This topic describes how to run a Flink DataStream job to read data from Alibaba Cloud DataHub.

Prerequisites

  • Java Development Kit (JDK) 8 is installed on your machine.
  • Maven 3.X is installed on your machine.
  • An integrated development environment (IDE) for Java or Scala is installed on your machine. We recommend that you use IntelliJ IDEA. The JDK and Maven are configured.
  • A topic is created in DataHub, and test data exists in the topic.
    Note The test data must contain four fields, whose data types are STRING, STRING, DOUBLE, and BIGINT in sequence.
  • datahub-demo-master is downloaded.

Background information

Windows operating system and macOS are used in the demo.
Notice Only Blink 3.X supports this demo.

Develop a job

  1. DataStream of Realtime Compute for Apache Flink is compatible with open source Flink 1.5.2. Download and decompress flink-1.5.2-compatible to your machine.
    Note datahub-connetor in the downloaded file functions as the DataHub sink. For more information, see DatahubSinkFunction.java and DatahubSinkFunctionExample.java in the downloaded file.
  2. In the command window, go to the alibaba-flink-connectors-flink-1.5.2-compatible directory and run the following command:
    mvn clean install
    The following results are displayed:Execution results

    If the command execution is successful, the JAR package that corresponds to datahub-connector is installed in the Maven repository on your machine. By default, the package is installed in the .m2 folder under the folder of the current logon user.

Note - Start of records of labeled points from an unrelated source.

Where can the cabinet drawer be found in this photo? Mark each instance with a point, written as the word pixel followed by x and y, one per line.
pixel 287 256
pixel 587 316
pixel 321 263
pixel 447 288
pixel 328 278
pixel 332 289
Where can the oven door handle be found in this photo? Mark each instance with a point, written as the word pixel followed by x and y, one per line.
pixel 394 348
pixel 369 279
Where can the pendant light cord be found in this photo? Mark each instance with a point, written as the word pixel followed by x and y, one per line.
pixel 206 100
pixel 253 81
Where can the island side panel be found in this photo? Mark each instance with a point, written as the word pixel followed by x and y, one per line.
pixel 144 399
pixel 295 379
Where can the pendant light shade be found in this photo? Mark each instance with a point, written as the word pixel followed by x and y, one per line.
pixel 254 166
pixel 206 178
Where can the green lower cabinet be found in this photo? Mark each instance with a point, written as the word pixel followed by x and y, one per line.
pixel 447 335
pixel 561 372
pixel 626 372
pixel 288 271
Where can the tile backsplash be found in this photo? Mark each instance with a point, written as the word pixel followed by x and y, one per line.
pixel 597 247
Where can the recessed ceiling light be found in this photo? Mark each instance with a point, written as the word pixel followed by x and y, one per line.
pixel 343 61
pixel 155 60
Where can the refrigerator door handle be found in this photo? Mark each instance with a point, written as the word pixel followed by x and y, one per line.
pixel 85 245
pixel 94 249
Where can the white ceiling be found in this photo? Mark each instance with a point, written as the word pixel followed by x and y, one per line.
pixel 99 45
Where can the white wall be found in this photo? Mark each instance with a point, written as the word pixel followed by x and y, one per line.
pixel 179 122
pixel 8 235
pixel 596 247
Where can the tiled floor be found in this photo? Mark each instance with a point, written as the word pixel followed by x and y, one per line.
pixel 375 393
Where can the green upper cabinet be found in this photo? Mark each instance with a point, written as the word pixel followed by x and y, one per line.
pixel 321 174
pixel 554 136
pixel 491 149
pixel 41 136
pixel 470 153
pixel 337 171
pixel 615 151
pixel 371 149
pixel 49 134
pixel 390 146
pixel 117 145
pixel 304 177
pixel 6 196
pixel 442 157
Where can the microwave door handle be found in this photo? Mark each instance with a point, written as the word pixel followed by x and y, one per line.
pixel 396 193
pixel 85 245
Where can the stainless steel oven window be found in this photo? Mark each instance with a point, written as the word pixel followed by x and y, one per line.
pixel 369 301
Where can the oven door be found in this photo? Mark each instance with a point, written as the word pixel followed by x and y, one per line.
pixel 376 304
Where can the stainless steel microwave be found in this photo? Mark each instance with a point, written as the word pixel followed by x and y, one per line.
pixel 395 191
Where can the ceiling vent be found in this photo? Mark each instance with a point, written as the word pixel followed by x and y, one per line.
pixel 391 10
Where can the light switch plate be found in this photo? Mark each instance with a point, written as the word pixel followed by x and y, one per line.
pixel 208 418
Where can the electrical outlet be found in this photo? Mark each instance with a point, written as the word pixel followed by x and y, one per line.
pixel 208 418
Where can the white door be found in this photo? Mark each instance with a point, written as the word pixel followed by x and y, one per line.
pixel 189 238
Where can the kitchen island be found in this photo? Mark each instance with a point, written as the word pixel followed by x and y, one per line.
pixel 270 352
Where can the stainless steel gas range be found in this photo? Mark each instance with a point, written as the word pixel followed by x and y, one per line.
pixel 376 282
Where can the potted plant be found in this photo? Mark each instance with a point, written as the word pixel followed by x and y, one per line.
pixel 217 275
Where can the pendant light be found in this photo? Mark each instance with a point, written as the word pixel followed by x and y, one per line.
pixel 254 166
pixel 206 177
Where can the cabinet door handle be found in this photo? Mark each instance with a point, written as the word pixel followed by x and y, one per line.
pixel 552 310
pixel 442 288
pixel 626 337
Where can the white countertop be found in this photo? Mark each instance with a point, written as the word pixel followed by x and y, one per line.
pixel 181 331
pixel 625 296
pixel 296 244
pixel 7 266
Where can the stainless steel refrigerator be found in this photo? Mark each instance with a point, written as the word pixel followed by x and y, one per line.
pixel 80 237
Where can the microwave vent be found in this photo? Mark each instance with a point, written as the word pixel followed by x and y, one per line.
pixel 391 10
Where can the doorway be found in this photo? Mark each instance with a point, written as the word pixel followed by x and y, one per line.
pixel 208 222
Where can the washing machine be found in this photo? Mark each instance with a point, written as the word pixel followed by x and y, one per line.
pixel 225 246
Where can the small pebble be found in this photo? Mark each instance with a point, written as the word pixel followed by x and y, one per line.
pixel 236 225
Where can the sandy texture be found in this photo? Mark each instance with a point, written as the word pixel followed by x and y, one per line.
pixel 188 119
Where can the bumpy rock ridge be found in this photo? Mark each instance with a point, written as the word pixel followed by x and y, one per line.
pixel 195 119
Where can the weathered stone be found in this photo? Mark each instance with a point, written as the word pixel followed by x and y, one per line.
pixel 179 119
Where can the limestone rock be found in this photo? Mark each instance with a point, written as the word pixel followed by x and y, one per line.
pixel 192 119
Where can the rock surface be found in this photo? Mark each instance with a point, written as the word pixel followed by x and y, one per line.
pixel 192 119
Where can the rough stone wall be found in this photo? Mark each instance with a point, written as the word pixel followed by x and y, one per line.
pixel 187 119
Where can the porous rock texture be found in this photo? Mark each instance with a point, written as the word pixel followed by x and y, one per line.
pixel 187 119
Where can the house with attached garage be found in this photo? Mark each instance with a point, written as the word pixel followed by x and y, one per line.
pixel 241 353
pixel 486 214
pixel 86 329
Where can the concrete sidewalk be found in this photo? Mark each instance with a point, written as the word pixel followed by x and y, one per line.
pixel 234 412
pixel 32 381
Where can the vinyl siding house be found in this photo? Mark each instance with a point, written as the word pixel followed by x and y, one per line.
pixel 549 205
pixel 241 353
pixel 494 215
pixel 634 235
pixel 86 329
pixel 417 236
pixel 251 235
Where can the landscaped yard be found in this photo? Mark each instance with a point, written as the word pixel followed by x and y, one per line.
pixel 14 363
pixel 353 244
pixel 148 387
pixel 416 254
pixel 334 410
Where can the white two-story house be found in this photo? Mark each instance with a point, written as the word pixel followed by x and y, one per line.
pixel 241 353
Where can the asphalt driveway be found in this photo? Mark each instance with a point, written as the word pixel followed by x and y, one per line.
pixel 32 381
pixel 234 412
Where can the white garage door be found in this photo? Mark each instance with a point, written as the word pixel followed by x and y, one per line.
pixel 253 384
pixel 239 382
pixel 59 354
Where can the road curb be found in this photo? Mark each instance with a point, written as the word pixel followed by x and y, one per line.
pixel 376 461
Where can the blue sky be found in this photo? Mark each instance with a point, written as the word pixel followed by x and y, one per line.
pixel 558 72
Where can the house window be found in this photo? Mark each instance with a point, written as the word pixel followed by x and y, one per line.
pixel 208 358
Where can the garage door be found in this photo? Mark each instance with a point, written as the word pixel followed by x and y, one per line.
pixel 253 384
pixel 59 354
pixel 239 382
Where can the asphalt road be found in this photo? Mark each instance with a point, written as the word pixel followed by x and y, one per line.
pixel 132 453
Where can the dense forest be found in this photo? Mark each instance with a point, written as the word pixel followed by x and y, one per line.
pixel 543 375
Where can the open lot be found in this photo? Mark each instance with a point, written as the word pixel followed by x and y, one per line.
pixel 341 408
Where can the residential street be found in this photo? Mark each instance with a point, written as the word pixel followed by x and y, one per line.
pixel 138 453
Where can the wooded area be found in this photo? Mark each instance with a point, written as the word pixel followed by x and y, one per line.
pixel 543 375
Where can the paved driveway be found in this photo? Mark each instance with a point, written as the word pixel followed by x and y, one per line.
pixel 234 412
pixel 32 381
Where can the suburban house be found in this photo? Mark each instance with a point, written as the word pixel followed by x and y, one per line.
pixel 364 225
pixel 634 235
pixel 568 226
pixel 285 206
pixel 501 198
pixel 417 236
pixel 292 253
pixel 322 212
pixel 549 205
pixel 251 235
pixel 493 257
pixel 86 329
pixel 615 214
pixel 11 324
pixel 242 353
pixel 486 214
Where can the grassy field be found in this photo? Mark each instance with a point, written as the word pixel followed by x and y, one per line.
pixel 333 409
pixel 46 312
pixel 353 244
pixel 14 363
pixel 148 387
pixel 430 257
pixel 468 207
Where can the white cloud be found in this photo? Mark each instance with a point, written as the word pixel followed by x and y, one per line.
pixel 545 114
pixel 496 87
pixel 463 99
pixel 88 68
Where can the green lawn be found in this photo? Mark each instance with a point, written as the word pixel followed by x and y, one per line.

  3. Run the following command to check whether the package datahub-connector-0.1-SNAPSHOT-jar-with-dependencies.jar exists. This package contains a JAR package and its dependent third-party JAR packages. It will be used in subsequent operations.
    • Windows operating system
      dir C:\Users\Username\.m2\repository\com\alibaba\flink\datahub-connector\0.1-SNAPSHOT
      Figure 1. Execution results in the Windows operating system
      Execution results in the Windows operating system
    • macOS:
      ls C:\Users\Username\.m2\repository\com\alibaba\flink\datahub-connector\0.1-SNAPSHOT
  4. In IntelliJ IDEA, choose File > Open to open the decompressed package datahub-demo-master. Then, double-click pom.xml to view the code.
    Open the file
    Notice
    • When you perform local debugging for IDE, you must comment out <scope>provided</scope>.
    • In this example, <classifier>jar-with-dependencies</classifier> in datahub-connector-0.1-SNAPSHOT-jar-with-dependencies.jar in Step 3 is used by default.
  5. Modify DataHub-related parameters in the DatahubDemo.java file.
    private static String endPoint = "inner endpoint";// Indicates access over an internal network.
    //private static String endPoint ="public endpoint";// Indicates access over the Internet. If you have entered an internal endpoint, you do not need to enter the public endpoint.
    private static String projectName = "yourProject";
    private static String topicSourceName = "yourTopic";
    private static String accessId = "yourAK";
    private static String accessKey = "yourAS";
    private static Long datahubStartInMs = 0L;// Sets the time that corresponds to the start offset.
  6. Go to the directory where the pom.xml file is saved and run the following command to package the file:
    mvn clean package

    Based on the artifactId parameter that you set in the pom.xml file for your project, a JAR package named blink-datastreaming-1.0-SNAPSHOT.jar appears in the target directory. This indicates that job development is completed.

Publish a job

For more information about how to publish a job, see Publish a job.
Notice Before you publish the job, set the Parallelism parameter for the source table on the Configurations tab of the Development page. The parallelism of the source table cannot be greater than the number of shards of the source table. Otherwise, a JobManager error occurs when the job starts.
The following example shows the job content:
-- The complete main class name, for example, com.alibaba.realtimecompute.DatastreamExample. This field is required.
blink.main.class=com.alibaba.blink.datastreaming.DatahubDemo

-- The job name.
blink.job.name=datahub_demo

-- The resource name of the JAR package that contains the complete main class name, for example, blink_datastream.jar.
blink.main.jar=${Resource name of the JAR package that contains the complete main class name}

-- The default state backend configuration. This field takes effect when the job code is not explicitly configured.
state.backend.type=niagara
state.backend.niagara.ttl.ms=129600000

-- The default checkpoint configuration. This field takes effect when the job code is not explicitly configured.
blink.checkpoint.interval.ms=180000
Note
  • Modify blink.main.class and blink.job.name as required.
  • You can configure custom parameters. For more information, see Set custom parameters.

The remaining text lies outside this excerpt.